Sodom was the most important city of Pentapol, that is, a group of five cities: Sodom, Gomorrah, Zoar, Admai Seboim. Although Sodom is mentioned many times in the Bible, it is difficult today to determine its exact location. It is known that it was located in the Jordan Valley. It is most likely located today on the bottom of the Dead Sea or in its northern part – there were discovered traces of a city of high culture, whose history suddenly ended in the 20th century BC, or in the southern part, where there is still a lot of tar and asphalt today.

The city and its inhabitants are the heroes of the Book of Genesis, which depicts the destruction of Sodom, Gomorrah, Adma and Seboim: the entire neighborhood, including all city dwellers, as well as the vegetation have perished, shrouded in “thick smoke, as if from a furnace in which they melt metal” (Genesis 19:28) At the root of the catastrophe –  according to the inspired author – lay the sinful lives of the inhabitants: they were “evil because they had committed grave trespasses against the Lord” (Genesis 13:13). Only Zoar survived, where Lot, Abraham’s nephew, had fled. Only he and his two daughters survived the catastrophe, and Lot’s wife, who turned towards the city against the prohibition, turned into a pillar of salt.

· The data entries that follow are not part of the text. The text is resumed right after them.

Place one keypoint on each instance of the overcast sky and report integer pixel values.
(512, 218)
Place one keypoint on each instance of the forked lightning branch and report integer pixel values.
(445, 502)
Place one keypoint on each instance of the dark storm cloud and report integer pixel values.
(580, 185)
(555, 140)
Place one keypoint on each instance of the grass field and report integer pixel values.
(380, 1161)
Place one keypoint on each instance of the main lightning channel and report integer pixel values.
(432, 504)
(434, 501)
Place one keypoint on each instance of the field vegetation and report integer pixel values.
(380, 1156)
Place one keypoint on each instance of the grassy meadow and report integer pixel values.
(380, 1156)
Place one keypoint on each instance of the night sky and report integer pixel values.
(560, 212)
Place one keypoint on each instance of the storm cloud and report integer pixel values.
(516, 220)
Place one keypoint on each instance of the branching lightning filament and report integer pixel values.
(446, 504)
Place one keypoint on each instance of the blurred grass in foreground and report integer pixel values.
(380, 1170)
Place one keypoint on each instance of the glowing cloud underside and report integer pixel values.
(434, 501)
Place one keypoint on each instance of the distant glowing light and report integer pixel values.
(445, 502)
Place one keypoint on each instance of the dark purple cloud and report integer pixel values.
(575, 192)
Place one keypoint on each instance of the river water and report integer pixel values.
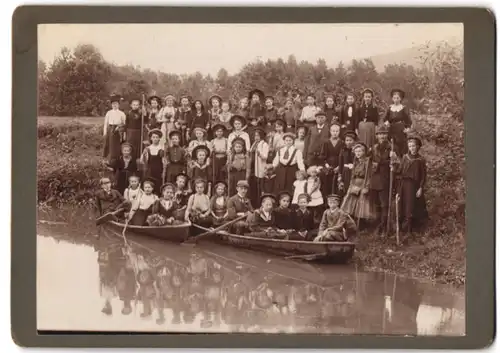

The story of the destruction of the cities of Pentapol was easily assimilated in the chosen nation, because it explained why the area around the Dead Sea is so sparsely populated. The Dead Sea itself, a drain-less lake, located at the lowest point of the earth (approx. 400 m above sea level), with a very high salinity (approx. 25%), which means that there is almost completely no organic life.

As for the prophets, also for Jesus, the sin of Sodom is the peak of perversity. The reference to a lighter judgment on Sodom shows how great a sin it is not to accept Jesus’ teaching despite the signs He is doing.